Vincent Courtois cello
Robin Fincker tenor saxophone, clarinet
Daniel Erdmann tenor saxophone
Recorded live on October 17/18, 2016 at Studios La Buissonne, Pernes-les-fontaines and mixed on November 21/22 by Gérard de Haro, assisted by Anaëlle Marsollier
Mastered by Nicolas Baillard at La Buissonne Mastering Studio
Produced by Gérard de Haro & RJAL for La Buissonne and 22D Music
Release date: October 6, 2017
On Bandes originales, cellist Vincent Courtois, in his imaginative band with reedmen Robin Fincker and Daniel Erdmann, reimagines cinema as a purely sonic art form, wherein characters are instruments and their scripts are woven from notes in real time. The trio’s selections span a range of eras, genres, and geographical locations. Setting the stage is a selection from one of my favorites (and the very first subtitled film I ever saw), Tous Les Matins Du Monde. Director Alain Corneau’s 1991 biopic of Marin Marais comes alive in the composer and viola da gamba virtuoso’s “Le Badinage.” Courtois threads the needle of this forlorn tale, almost unrecognizable as tenor saxophone and clarinet extend it far beyond the time of its construction. This is the beauty and joy of the album at hand: an ability to treat each story, whether based on fact or fiction, as the seed for a hedge that continues to be tended in the present. Most of the allusions that follow reference other pillars of French cinema, including Giovanni Fusco’s theme to Hiroshima Mon Amour (1959, dir. Alain Resnais) and Maurice Leroux’s to Le Ballon Rouge (1956, Albert Lamorisse). These two pair particularly well, as the latter’s reversion to childhood eases the traumas described in the former’s intermingling of love and darkest inhumanity. Nino Rota’s soundtrack to Plein Soleil (1960, dir. René Clément) gets two nods, including the unchained “Tarentelle Meurtrière,” as does Courtois’s own retroactive scoring of the 1924 silent film Paris Qui Dort, directed by René Clair. The twisted retrograde of Eric Rohmer’s 1986 touch-and-go love story, Le Rayon Vert, adds further insight via Jean-Louis Valero’s sunlit melody.

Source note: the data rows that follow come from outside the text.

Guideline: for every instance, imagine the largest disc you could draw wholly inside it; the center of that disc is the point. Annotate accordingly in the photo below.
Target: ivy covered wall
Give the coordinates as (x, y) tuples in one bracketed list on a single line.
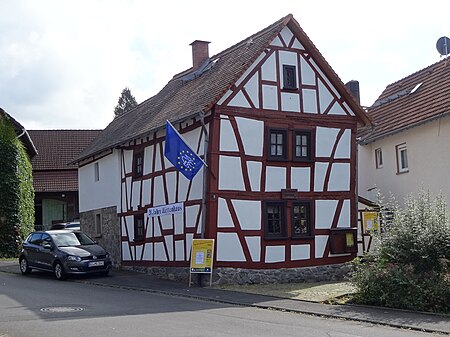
[(16, 191)]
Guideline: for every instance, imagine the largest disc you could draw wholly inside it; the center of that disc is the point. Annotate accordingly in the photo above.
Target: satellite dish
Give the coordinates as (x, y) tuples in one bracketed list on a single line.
[(443, 46)]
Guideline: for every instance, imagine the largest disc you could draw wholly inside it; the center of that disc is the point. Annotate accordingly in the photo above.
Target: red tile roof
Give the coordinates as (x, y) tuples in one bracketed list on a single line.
[(55, 181), (181, 98), (57, 148), (414, 100)]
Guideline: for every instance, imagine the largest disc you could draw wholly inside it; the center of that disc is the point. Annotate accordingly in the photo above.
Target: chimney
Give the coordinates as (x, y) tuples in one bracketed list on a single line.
[(353, 87), (199, 53)]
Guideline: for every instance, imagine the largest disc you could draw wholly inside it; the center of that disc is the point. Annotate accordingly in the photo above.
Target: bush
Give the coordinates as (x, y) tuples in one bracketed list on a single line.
[(411, 268)]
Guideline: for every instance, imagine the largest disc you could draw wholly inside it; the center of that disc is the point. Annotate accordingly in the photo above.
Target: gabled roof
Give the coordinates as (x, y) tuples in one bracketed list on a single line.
[(57, 148), (180, 99), (412, 101), (22, 133)]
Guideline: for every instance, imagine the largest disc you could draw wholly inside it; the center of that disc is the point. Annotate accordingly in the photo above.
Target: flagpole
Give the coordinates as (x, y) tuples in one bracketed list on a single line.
[(205, 173)]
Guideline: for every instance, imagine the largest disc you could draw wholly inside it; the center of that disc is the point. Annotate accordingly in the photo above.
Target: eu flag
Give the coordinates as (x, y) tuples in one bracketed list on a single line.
[(180, 154)]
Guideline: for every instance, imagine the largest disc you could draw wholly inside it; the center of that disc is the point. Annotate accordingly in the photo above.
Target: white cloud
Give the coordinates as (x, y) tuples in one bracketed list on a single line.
[(63, 64)]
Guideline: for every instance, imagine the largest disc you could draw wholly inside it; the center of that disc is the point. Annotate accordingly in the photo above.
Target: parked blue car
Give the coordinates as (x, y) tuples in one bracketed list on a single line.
[(64, 253)]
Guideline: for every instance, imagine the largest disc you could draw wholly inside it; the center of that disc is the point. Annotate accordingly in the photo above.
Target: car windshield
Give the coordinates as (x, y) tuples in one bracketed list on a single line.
[(71, 239)]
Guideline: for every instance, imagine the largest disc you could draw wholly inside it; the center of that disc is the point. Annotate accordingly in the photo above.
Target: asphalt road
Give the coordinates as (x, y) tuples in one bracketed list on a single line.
[(37, 305)]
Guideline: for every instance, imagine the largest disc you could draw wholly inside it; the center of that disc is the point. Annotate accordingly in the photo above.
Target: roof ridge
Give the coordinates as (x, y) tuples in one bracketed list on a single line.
[(416, 72), (51, 130), (237, 45)]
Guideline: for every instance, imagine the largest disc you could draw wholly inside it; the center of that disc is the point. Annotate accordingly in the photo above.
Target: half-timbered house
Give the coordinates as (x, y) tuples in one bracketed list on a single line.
[(277, 128)]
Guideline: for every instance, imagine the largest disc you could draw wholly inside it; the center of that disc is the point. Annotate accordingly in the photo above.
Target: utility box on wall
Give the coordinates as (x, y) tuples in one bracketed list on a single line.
[(343, 240)]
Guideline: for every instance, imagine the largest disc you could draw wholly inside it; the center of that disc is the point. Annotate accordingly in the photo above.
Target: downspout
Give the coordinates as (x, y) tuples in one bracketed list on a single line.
[(205, 173)]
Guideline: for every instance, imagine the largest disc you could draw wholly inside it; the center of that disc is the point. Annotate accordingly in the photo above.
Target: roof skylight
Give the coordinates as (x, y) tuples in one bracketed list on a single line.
[(415, 88)]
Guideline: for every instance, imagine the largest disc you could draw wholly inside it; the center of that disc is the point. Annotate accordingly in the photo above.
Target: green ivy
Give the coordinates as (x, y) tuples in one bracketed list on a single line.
[(16, 191)]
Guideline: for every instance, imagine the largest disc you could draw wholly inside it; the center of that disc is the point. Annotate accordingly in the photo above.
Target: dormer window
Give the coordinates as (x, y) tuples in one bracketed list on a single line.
[(289, 77)]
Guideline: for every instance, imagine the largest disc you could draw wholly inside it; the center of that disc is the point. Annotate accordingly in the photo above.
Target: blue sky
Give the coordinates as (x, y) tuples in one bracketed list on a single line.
[(64, 63)]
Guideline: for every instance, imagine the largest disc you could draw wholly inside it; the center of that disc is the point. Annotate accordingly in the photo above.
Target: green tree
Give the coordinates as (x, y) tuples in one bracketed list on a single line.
[(126, 102), (411, 269), (16, 191)]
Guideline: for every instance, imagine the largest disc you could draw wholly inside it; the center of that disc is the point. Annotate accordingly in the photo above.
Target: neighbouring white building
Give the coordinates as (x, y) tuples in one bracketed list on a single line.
[(408, 146)]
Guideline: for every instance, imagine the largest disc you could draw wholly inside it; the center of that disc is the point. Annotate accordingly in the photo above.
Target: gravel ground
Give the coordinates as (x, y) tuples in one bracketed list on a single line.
[(313, 292)]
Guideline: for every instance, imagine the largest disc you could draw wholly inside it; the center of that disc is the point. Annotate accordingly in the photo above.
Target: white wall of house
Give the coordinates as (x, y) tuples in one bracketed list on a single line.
[(428, 162), (104, 192)]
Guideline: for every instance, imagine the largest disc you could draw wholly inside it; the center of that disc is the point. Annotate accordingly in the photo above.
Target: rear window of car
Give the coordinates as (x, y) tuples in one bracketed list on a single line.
[(71, 239), (35, 238)]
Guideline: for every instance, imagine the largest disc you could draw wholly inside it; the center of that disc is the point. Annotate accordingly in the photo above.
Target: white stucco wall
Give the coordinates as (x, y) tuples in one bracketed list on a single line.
[(428, 161), (106, 191)]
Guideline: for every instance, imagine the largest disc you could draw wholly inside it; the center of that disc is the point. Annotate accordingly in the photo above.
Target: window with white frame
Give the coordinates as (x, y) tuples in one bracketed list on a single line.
[(402, 158), (98, 224), (378, 158)]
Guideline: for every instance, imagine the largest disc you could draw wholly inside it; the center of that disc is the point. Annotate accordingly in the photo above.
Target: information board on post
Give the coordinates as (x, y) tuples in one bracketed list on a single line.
[(370, 221), (202, 257)]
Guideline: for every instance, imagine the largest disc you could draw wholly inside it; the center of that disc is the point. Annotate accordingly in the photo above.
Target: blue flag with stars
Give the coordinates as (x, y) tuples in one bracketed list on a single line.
[(180, 154)]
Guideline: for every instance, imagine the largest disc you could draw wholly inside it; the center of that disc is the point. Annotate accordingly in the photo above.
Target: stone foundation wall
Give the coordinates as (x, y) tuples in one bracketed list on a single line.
[(222, 276), (110, 235)]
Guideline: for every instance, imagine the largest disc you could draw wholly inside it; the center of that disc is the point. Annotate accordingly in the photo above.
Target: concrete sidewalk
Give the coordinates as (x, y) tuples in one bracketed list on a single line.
[(143, 282)]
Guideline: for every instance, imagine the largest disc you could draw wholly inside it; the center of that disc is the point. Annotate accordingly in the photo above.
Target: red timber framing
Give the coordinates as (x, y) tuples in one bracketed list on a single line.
[(129, 181), (291, 122), (243, 179)]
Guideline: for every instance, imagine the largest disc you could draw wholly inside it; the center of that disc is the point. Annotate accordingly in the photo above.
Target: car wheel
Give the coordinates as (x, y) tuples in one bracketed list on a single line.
[(23, 264), (59, 272)]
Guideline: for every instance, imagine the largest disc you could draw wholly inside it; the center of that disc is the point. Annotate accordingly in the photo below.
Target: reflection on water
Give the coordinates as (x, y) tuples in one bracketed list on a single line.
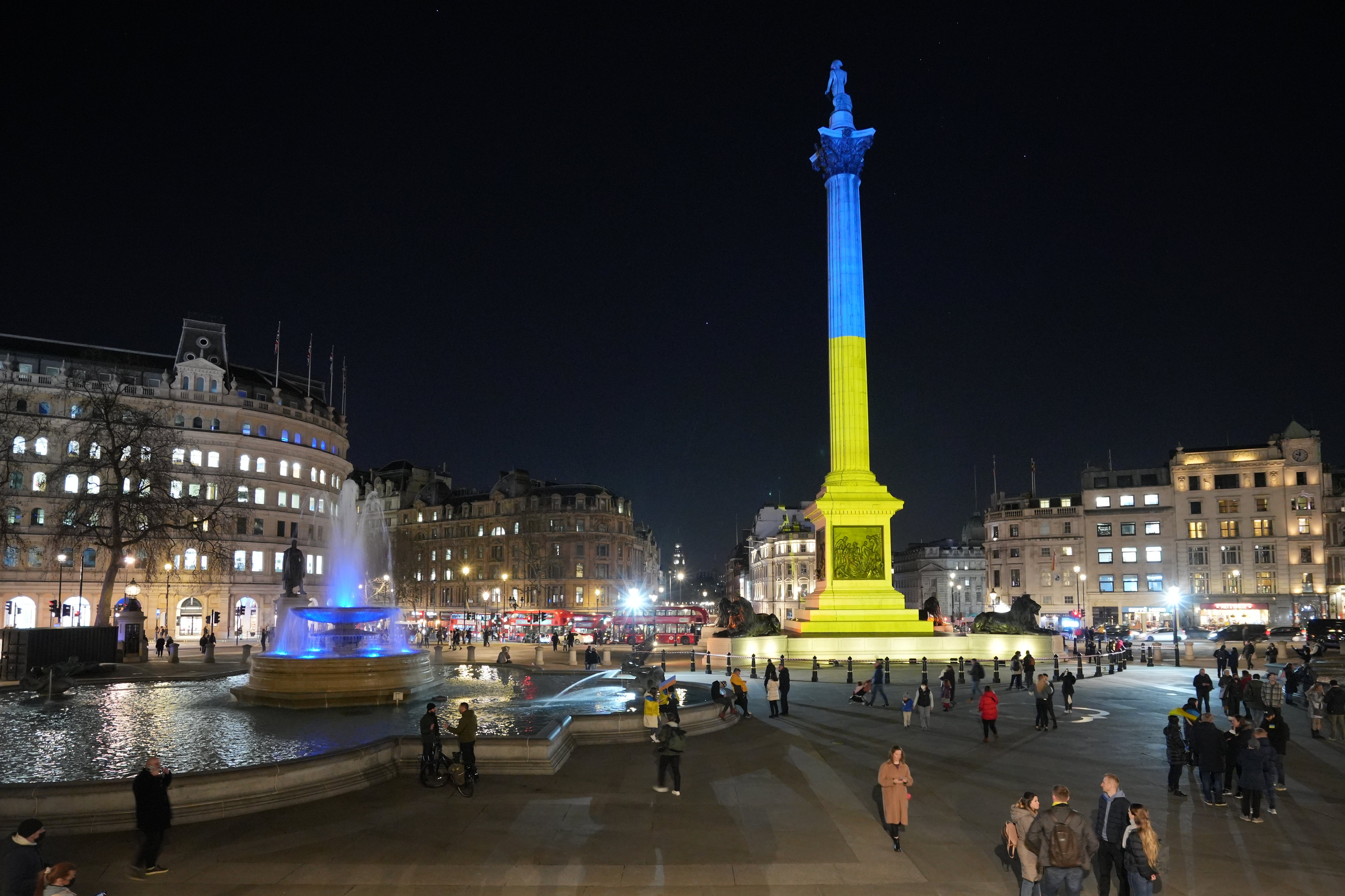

Marvin Hamlisch’s motif for Take The Money And Run (1969, dir. Woody Allen) takes the album’s most surreal (if understated) turns, while Michel Legrand’s The Thomas Crown Affair (from the 1968 Norman Jewison original) ripples lyrically through the trio. The program closes with the nostalgia of John Williams’s timeless E.T. The Extra-Terrestrial (1982, dir. Steven Spielberg). From unassuming beginnings, it pulls a veritable bouquet of multitracked cellos for a lush and dramatic denouement—a reminder that even when film reels stop, the images continue to animate themselves on the projection screens of our minds, as immortal as they are lodged in history.